Using the default block size of 128 MB, a file of 192 MB is split into two block files, one 128 MB file and one 64 MB file. On the NameNode, namespace objects are measured by the number of files and blocks. The same 192 MB file is represented by three namespace objects (1 file inode + 2 blocks) and consumes approximately 450 bytes of memory.

One data file of 128 MB is represented by two namespace objects on the NameNode (1 file inode + 1 block) and consumes approximately 300 bytes of memory. By contrast, 128 files of 1 MB each are represented by 256 namespace objects (128 file inodes + 128 blocks) and consume approximately 38,400 bytes.

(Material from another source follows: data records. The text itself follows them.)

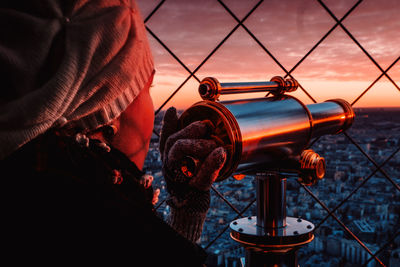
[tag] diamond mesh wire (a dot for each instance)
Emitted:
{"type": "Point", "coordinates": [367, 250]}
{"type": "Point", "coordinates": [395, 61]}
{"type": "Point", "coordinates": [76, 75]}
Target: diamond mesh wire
{"type": "Point", "coordinates": [289, 73]}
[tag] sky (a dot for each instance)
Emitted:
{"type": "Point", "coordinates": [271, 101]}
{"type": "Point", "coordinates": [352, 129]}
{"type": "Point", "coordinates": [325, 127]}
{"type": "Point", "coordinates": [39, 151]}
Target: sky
{"type": "Point", "coordinates": [337, 68]}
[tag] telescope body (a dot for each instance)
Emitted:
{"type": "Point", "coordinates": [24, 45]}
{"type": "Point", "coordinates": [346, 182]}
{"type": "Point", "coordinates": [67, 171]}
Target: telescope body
{"type": "Point", "coordinates": [266, 131]}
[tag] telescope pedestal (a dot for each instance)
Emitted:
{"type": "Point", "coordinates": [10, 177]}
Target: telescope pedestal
{"type": "Point", "coordinates": [271, 238]}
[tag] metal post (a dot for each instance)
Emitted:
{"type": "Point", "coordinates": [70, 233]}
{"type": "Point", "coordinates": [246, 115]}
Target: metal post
{"type": "Point", "coordinates": [271, 239]}
{"type": "Point", "coordinates": [271, 201]}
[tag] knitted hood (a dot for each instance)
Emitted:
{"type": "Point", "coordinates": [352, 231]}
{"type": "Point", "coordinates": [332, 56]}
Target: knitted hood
{"type": "Point", "coordinates": [73, 64]}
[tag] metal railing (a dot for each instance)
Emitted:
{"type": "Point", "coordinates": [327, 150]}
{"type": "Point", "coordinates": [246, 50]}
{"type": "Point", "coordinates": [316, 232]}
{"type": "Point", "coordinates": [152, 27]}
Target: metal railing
{"type": "Point", "coordinates": [289, 73]}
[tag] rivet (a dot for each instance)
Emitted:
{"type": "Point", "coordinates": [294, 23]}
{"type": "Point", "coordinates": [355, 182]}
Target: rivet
{"type": "Point", "coordinates": [65, 20]}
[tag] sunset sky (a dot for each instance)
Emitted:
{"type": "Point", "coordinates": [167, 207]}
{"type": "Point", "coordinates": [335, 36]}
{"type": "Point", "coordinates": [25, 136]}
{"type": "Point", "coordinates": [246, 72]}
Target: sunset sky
{"type": "Point", "coordinates": [337, 68]}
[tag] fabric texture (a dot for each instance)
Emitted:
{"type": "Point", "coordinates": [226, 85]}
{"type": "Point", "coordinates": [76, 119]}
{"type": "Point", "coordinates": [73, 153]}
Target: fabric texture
{"type": "Point", "coordinates": [189, 197]}
{"type": "Point", "coordinates": [71, 64]}
{"type": "Point", "coordinates": [65, 207]}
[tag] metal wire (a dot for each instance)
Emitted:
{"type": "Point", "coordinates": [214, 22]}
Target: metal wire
{"type": "Point", "coordinates": [240, 23]}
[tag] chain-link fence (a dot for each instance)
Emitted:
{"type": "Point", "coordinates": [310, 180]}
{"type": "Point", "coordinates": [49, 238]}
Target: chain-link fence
{"type": "Point", "coordinates": [367, 66]}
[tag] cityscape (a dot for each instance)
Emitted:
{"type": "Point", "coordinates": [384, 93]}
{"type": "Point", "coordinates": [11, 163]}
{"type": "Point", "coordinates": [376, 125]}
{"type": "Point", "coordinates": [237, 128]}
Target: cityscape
{"type": "Point", "coordinates": [372, 212]}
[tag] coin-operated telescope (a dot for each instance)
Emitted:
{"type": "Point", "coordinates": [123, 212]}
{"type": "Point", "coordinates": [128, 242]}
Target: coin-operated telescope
{"type": "Point", "coordinates": [268, 137]}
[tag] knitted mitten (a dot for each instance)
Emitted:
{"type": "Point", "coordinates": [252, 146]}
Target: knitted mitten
{"type": "Point", "coordinates": [189, 198]}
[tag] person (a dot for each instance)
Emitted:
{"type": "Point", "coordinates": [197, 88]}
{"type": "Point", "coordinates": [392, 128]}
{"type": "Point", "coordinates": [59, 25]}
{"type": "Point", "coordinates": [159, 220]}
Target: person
{"type": "Point", "coordinates": [76, 117]}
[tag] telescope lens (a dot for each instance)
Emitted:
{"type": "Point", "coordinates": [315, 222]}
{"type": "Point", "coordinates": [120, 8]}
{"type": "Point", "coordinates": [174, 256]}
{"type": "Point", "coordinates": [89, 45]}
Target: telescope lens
{"type": "Point", "coordinates": [203, 89]}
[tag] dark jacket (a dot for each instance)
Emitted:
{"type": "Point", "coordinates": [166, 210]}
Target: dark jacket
{"type": "Point", "coordinates": [60, 205]}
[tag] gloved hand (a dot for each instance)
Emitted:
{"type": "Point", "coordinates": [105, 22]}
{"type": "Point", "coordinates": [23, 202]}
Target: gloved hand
{"type": "Point", "coordinates": [189, 197]}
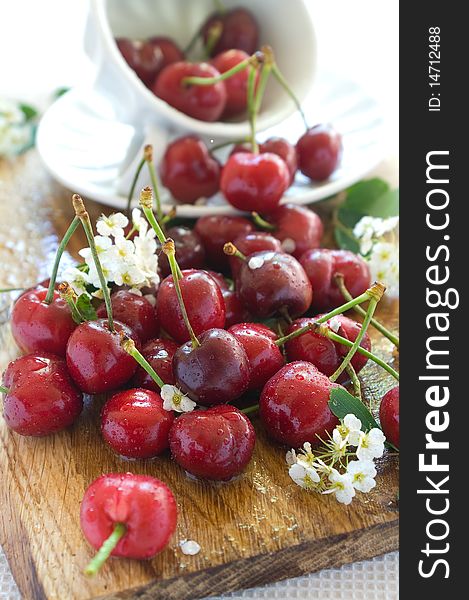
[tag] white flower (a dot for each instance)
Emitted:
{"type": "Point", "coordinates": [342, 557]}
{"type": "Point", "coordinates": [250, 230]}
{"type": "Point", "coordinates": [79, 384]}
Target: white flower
{"type": "Point", "coordinates": [174, 399]}
{"type": "Point", "coordinates": [371, 444]}
{"type": "Point", "coordinates": [112, 225]}
{"type": "Point", "coordinates": [363, 475]}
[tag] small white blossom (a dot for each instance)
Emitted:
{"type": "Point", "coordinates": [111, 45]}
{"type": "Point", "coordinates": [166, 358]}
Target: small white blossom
{"type": "Point", "coordinates": [363, 475]}
{"type": "Point", "coordinates": [174, 399]}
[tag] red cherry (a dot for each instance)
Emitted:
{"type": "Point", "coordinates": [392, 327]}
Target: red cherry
{"type": "Point", "coordinates": [203, 300]}
{"type": "Point", "coordinates": [145, 505]}
{"type": "Point", "coordinates": [189, 171]}
{"type": "Point", "coordinates": [135, 424]}
{"type": "Point", "coordinates": [40, 327]}
{"type": "Point", "coordinates": [134, 311]}
{"type": "Point", "coordinates": [216, 443]}
{"type": "Point", "coordinates": [159, 353]}
{"type": "Point", "coordinates": [204, 102]}
{"type": "Point", "coordinates": [189, 250]}
{"type": "Point", "coordinates": [319, 152]}
{"type": "Point", "coordinates": [269, 282]}
{"type": "Point", "coordinates": [265, 357]}
{"type": "Point", "coordinates": [95, 359]}
{"type": "Point", "coordinates": [294, 405]}
{"type": "Point", "coordinates": [297, 227]}
{"type": "Point", "coordinates": [215, 231]}
{"type": "Point", "coordinates": [322, 264]}
{"type": "Point", "coordinates": [240, 31]}
{"type": "Point", "coordinates": [389, 415]}
{"type": "Point", "coordinates": [254, 182]}
{"type": "Point", "coordinates": [215, 372]}
{"type": "Point", "coordinates": [42, 398]}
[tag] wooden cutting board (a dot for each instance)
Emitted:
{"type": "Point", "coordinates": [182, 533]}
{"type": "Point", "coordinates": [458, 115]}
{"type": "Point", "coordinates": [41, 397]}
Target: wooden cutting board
{"type": "Point", "coordinates": [255, 530]}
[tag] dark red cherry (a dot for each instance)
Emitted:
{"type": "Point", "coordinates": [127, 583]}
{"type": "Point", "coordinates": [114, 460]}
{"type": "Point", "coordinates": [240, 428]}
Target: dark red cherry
{"type": "Point", "coordinates": [135, 424]}
{"type": "Point", "coordinates": [215, 372]}
{"type": "Point", "coordinates": [240, 31]}
{"type": "Point", "coordinates": [41, 397]}
{"type": "Point", "coordinates": [190, 252]}
{"type": "Point", "coordinates": [319, 152]}
{"type": "Point", "coordinates": [254, 182]}
{"type": "Point", "coordinates": [215, 231]}
{"type": "Point", "coordinates": [322, 264]}
{"type": "Point", "coordinates": [297, 227]}
{"type": "Point", "coordinates": [145, 505]}
{"type": "Point", "coordinates": [189, 171]}
{"type": "Point", "coordinates": [95, 359]}
{"type": "Point", "coordinates": [389, 415]}
{"type": "Point", "coordinates": [265, 357]}
{"type": "Point", "coordinates": [216, 443]}
{"type": "Point", "coordinates": [204, 102]}
{"type": "Point", "coordinates": [40, 327]}
{"type": "Point", "coordinates": [203, 300]}
{"type": "Point", "coordinates": [294, 405]}
{"type": "Point", "coordinates": [134, 311]}
{"type": "Point", "coordinates": [272, 282]}
{"type": "Point", "coordinates": [159, 353]}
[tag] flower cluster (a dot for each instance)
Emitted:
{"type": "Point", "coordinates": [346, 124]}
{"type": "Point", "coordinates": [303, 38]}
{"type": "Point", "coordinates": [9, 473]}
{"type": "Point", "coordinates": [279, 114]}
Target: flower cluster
{"type": "Point", "coordinates": [124, 261]}
{"type": "Point", "coordinates": [345, 465]}
{"type": "Point", "coordinates": [379, 245]}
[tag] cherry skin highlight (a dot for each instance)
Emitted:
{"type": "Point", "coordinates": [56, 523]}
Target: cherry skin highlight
{"type": "Point", "coordinates": [216, 443]}
{"type": "Point", "coordinates": [135, 424]}
{"type": "Point", "coordinates": [145, 505]}
{"type": "Point", "coordinates": [42, 399]}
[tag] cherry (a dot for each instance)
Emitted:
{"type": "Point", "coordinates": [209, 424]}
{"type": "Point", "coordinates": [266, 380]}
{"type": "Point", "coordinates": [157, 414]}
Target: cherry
{"type": "Point", "coordinates": [40, 327]}
{"type": "Point", "coordinates": [389, 415]}
{"type": "Point", "coordinates": [134, 311]}
{"type": "Point", "coordinates": [41, 397]}
{"type": "Point", "coordinates": [240, 31]}
{"type": "Point", "coordinates": [204, 304]}
{"type": "Point", "coordinates": [214, 372]}
{"type": "Point", "coordinates": [294, 405]}
{"type": "Point", "coordinates": [319, 152]}
{"type": "Point", "coordinates": [254, 182]}
{"type": "Point", "coordinates": [189, 250]}
{"type": "Point", "coordinates": [322, 264]}
{"type": "Point", "coordinates": [216, 443]}
{"type": "Point", "coordinates": [297, 227]}
{"type": "Point", "coordinates": [272, 282]}
{"type": "Point", "coordinates": [95, 359]}
{"type": "Point", "coordinates": [215, 231]}
{"type": "Point", "coordinates": [159, 353]}
{"type": "Point", "coordinates": [189, 171]}
{"type": "Point", "coordinates": [135, 424]}
{"type": "Point", "coordinates": [137, 510]}
{"type": "Point", "coordinates": [265, 357]}
{"type": "Point", "coordinates": [204, 102]}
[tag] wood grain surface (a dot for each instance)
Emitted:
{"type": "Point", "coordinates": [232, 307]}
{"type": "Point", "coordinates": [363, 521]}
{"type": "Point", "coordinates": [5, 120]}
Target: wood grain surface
{"type": "Point", "coordinates": [254, 530]}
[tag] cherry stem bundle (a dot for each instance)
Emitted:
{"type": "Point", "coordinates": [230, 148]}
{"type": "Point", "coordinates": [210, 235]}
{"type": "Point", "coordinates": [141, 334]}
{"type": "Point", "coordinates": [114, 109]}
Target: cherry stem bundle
{"type": "Point", "coordinates": [106, 549]}
{"type": "Point", "coordinates": [60, 250]}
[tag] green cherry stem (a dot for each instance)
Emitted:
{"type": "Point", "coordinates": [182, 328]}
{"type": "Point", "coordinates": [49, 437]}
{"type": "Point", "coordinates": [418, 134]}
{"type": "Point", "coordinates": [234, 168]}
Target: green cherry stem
{"type": "Point", "coordinates": [105, 551]}
{"type": "Point", "coordinates": [84, 217]}
{"type": "Point", "coordinates": [129, 346]}
{"type": "Point", "coordinates": [339, 279]}
{"type": "Point", "coordinates": [60, 250]}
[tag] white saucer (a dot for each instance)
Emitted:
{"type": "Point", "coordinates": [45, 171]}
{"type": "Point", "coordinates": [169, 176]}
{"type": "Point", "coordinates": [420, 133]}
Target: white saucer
{"type": "Point", "coordinates": [88, 151]}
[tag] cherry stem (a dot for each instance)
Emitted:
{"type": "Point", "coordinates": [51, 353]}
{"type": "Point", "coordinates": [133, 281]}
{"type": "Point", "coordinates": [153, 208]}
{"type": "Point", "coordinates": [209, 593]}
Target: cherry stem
{"type": "Point", "coordinates": [262, 223]}
{"type": "Point", "coordinates": [106, 549]}
{"type": "Point", "coordinates": [169, 250]}
{"type": "Point", "coordinates": [339, 279]}
{"type": "Point", "coordinates": [84, 217]}
{"type": "Point", "coordinates": [60, 250]}
{"type": "Point", "coordinates": [129, 346]}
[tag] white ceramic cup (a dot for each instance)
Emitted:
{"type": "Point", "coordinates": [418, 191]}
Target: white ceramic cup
{"type": "Point", "coordinates": [285, 25]}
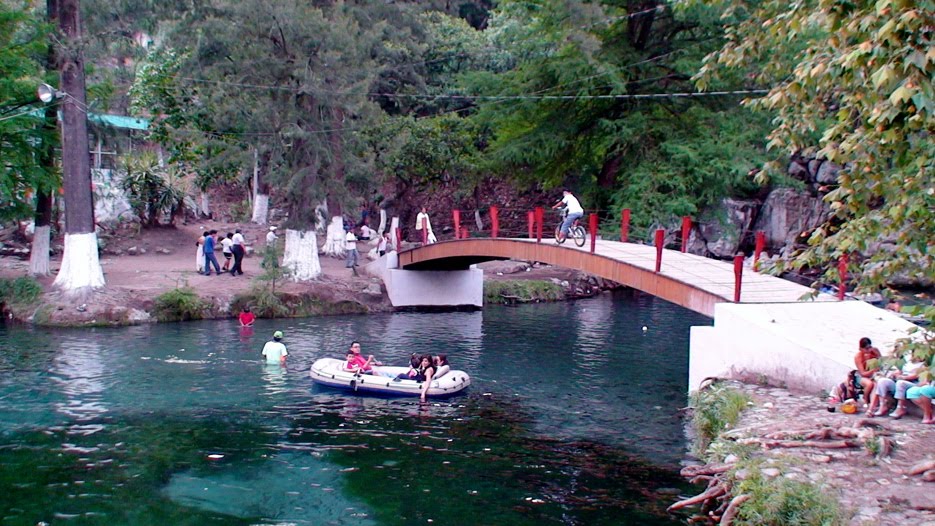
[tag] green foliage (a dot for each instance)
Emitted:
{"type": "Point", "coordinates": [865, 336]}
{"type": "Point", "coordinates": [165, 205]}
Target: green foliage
{"type": "Point", "coordinates": [716, 409]}
{"type": "Point", "coordinates": [23, 45]}
{"type": "Point", "coordinates": [782, 502]}
{"type": "Point", "coordinates": [181, 304]}
{"type": "Point", "coordinates": [521, 291]}
{"type": "Point", "coordinates": [19, 291]}
{"type": "Point", "coordinates": [851, 83]}
{"type": "Point", "coordinates": [153, 191]}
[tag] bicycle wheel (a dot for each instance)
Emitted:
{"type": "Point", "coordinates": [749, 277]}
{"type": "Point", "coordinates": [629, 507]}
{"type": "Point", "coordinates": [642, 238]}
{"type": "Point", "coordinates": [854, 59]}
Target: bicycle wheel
{"type": "Point", "coordinates": [558, 235]}
{"type": "Point", "coordinates": [580, 235]}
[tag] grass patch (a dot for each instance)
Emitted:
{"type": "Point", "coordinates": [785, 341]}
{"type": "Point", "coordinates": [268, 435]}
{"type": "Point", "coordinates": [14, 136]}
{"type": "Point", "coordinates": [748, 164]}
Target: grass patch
{"type": "Point", "coordinates": [780, 501]}
{"type": "Point", "coordinates": [19, 291]}
{"type": "Point", "coordinates": [180, 304]}
{"type": "Point", "coordinates": [521, 291]}
{"type": "Point", "coordinates": [715, 409]}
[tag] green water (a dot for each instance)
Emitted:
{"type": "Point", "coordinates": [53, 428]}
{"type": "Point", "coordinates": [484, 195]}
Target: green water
{"type": "Point", "coordinates": [571, 419]}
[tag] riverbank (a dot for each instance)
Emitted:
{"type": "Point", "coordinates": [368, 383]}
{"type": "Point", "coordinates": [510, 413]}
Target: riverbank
{"type": "Point", "coordinates": [864, 465]}
{"type": "Point", "coordinates": [141, 266]}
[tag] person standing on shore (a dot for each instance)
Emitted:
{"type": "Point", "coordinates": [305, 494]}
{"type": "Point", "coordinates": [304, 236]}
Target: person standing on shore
{"type": "Point", "coordinates": [239, 248]}
{"type": "Point", "coordinates": [210, 258]}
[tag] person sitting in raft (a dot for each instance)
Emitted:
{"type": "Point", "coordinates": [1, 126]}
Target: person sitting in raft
{"type": "Point", "coordinates": [867, 361]}
{"type": "Point", "coordinates": [922, 396]}
{"type": "Point", "coordinates": [274, 350]}
{"type": "Point", "coordinates": [246, 317]}
{"type": "Point", "coordinates": [425, 374]}
{"type": "Point", "coordinates": [440, 362]}
{"type": "Point", "coordinates": [895, 385]}
{"type": "Point", "coordinates": [364, 365]}
{"type": "Point", "coordinates": [414, 362]}
{"type": "Point", "coordinates": [351, 364]}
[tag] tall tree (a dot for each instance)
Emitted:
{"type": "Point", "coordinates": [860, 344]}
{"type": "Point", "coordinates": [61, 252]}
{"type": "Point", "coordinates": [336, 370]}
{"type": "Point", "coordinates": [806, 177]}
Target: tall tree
{"type": "Point", "coordinates": [853, 83]}
{"type": "Point", "coordinates": [81, 271]}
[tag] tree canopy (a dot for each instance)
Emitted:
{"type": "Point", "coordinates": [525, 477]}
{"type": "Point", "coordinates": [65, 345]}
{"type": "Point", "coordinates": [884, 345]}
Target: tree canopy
{"type": "Point", "coordinates": [853, 83]}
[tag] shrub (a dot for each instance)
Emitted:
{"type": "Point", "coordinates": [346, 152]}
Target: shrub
{"type": "Point", "coordinates": [715, 409]}
{"type": "Point", "coordinates": [783, 502]}
{"type": "Point", "coordinates": [521, 291]}
{"type": "Point", "coordinates": [180, 304]}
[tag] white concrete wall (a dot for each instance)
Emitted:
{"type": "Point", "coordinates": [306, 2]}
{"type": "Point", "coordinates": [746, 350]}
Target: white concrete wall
{"type": "Point", "coordinates": [435, 288]}
{"type": "Point", "coordinates": [808, 346]}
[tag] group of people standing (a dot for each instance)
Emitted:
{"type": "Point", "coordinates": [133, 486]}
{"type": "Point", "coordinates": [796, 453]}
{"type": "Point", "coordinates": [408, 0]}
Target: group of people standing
{"type": "Point", "coordinates": [233, 247]}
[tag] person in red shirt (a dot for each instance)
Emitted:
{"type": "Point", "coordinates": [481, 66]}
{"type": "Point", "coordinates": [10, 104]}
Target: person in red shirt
{"type": "Point", "coordinates": [247, 318]}
{"type": "Point", "coordinates": [356, 362]}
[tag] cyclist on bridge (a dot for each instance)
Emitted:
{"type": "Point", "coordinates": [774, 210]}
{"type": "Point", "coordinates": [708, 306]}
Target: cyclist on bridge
{"type": "Point", "coordinates": [574, 211]}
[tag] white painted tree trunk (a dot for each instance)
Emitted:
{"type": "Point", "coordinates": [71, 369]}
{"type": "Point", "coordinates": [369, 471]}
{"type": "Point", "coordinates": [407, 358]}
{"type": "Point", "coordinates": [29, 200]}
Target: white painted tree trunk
{"type": "Point", "coordinates": [334, 243]}
{"type": "Point", "coordinates": [39, 251]}
{"type": "Point", "coordinates": [260, 209]}
{"type": "Point", "coordinates": [301, 255]}
{"type": "Point", "coordinates": [205, 204]}
{"type": "Point", "coordinates": [81, 269]}
{"type": "Point", "coordinates": [382, 222]}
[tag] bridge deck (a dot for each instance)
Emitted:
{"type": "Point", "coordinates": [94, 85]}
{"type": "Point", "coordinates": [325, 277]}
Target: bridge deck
{"type": "Point", "coordinates": [695, 282]}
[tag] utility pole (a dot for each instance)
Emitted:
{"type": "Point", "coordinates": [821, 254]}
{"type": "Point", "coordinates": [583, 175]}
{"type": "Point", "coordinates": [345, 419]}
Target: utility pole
{"type": "Point", "coordinates": [81, 269]}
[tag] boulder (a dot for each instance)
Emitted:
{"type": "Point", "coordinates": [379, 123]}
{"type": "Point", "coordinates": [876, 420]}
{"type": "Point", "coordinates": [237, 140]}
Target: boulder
{"type": "Point", "coordinates": [786, 213]}
{"type": "Point", "coordinates": [721, 231]}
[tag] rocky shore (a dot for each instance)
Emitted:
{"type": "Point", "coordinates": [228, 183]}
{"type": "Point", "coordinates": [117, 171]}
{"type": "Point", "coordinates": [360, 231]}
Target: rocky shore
{"type": "Point", "coordinates": [879, 470]}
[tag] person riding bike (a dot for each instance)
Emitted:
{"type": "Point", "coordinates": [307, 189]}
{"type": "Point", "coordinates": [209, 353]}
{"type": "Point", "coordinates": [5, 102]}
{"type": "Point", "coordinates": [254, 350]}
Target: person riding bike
{"type": "Point", "coordinates": [573, 208]}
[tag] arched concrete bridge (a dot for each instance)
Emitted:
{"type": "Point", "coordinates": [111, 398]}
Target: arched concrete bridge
{"type": "Point", "coordinates": [694, 282]}
{"type": "Point", "coordinates": [772, 331]}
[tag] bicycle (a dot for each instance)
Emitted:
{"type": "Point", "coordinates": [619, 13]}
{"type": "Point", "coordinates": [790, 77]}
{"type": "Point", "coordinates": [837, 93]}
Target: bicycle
{"type": "Point", "coordinates": [575, 231]}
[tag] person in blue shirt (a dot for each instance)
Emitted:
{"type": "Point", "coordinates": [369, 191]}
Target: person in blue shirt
{"type": "Point", "coordinates": [210, 258]}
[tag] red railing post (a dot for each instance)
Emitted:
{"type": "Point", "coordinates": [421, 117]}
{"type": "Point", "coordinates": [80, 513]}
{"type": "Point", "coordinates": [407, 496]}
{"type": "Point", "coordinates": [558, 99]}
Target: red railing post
{"type": "Point", "coordinates": [540, 217]}
{"type": "Point", "coordinates": [625, 225]}
{"type": "Point", "coordinates": [738, 276]}
{"type": "Point", "coordinates": [494, 221]}
{"type": "Point", "coordinates": [760, 245]}
{"type": "Point", "coordinates": [686, 230]}
{"type": "Point", "coordinates": [842, 273]}
{"type": "Point", "coordinates": [592, 226]}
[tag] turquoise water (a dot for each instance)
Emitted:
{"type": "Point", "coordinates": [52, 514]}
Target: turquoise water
{"type": "Point", "coordinates": [572, 418]}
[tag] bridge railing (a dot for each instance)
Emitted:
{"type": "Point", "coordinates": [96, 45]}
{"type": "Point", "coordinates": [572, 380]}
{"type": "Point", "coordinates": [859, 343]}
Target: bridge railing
{"type": "Point", "coordinates": [507, 222]}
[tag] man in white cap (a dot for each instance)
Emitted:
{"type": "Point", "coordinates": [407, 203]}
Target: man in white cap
{"type": "Point", "coordinates": [274, 350]}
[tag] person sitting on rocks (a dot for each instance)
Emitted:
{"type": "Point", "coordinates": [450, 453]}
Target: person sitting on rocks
{"type": "Point", "coordinates": [895, 385]}
{"type": "Point", "coordinates": [867, 361]}
{"type": "Point", "coordinates": [922, 396]}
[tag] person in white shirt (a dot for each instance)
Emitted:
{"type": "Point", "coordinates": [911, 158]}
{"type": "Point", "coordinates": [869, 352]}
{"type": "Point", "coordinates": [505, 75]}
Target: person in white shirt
{"type": "Point", "coordinates": [226, 245]}
{"type": "Point", "coordinates": [274, 350]}
{"type": "Point", "coordinates": [574, 210]}
{"type": "Point", "coordinates": [350, 245]}
{"type": "Point", "coordinates": [429, 234]}
{"type": "Point", "coordinates": [239, 248]}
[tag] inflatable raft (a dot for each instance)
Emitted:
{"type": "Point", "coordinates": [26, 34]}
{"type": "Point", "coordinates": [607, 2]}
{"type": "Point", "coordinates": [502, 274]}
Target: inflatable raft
{"type": "Point", "coordinates": [330, 372]}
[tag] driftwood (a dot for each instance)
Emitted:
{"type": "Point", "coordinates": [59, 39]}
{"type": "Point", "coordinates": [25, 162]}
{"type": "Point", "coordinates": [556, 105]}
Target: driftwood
{"type": "Point", "coordinates": [707, 469]}
{"type": "Point", "coordinates": [922, 467]}
{"type": "Point", "coordinates": [731, 512]}
{"type": "Point", "coordinates": [831, 444]}
{"type": "Point", "coordinates": [711, 493]}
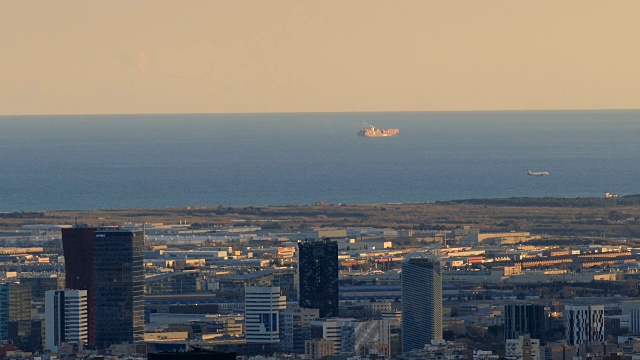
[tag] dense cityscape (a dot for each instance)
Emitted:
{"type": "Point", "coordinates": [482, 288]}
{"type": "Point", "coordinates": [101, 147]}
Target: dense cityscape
{"type": "Point", "coordinates": [257, 292]}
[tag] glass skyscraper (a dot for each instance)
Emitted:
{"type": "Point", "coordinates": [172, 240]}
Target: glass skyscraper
{"type": "Point", "coordinates": [78, 244]}
{"type": "Point", "coordinates": [421, 303]}
{"type": "Point", "coordinates": [119, 285]}
{"type": "Point", "coordinates": [318, 274]}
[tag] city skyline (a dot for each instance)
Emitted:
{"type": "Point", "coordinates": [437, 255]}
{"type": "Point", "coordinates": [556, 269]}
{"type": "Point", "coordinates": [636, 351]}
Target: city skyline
{"type": "Point", "coordinates": [73, 57]}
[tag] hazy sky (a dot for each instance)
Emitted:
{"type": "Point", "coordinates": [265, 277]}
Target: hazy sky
{"type": "Point", "coordinates": [151, 56]}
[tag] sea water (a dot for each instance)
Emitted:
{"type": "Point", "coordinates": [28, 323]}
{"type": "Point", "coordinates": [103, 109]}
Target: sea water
{"type": "Point", "coordinates": [152, 161]}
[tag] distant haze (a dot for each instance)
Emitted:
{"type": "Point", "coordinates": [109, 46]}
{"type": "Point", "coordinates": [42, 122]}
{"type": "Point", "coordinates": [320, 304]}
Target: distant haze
{"type": "Point", "coordinates": [150, 56]}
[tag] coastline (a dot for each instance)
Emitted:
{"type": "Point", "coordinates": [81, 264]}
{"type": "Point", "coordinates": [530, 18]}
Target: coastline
{"type": "Point", "coordinates": [617, 217]}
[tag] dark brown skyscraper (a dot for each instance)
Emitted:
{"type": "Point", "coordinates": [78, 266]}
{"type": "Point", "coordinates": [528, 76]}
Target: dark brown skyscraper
{"type": "Point", "coordinates": [78, 245]}
{"type": "Point", "coordinates": [109, 265]}
{"type": "Point", "coordinates": [119, 272]}
{"type": "Point", "coordinates": [318, 274]}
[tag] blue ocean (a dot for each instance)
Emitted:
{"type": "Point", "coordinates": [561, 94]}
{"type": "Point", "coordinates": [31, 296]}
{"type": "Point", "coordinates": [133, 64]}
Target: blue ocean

Replication affects disk space but not memory consumption. Replication changes the amount of storage required for each block but not the number of blocks. If one block file on a DataNode, represented by one block on the NameNode, is replicated three times, the number of block files is tripled but not the number of blocks that represent them.

Examples:

  1. 1 x 1024 MB file 1 file inode 8 blocks (1024 MB / 128 MB) Total = 9 objects * 150 bytes = 1,350 bytes of heap memory
  2. 8 x 128 MB files 8 file inodes 8 blocks Total = 16 objects * 150 bytes = 2,400 bytes of heap memory
  3. 1,024 x 1 MB files 1,024 file inodes 1,024 blocks Total = 2,048 objects * 150 bytes = 307,200 bytes of heap memory

Even more examples article in the origin article from cloudera.


(Each file metadata = 150bytes) + (block metadata for the file=150bytes)=300bytes so 1million files each with 1 block will consume=300*1000000=300000000bytes =300MB for replication factor of 1. with replication factor of 3 it requires 900MB.

So as thumb rule for every 1GB you can store 1million files.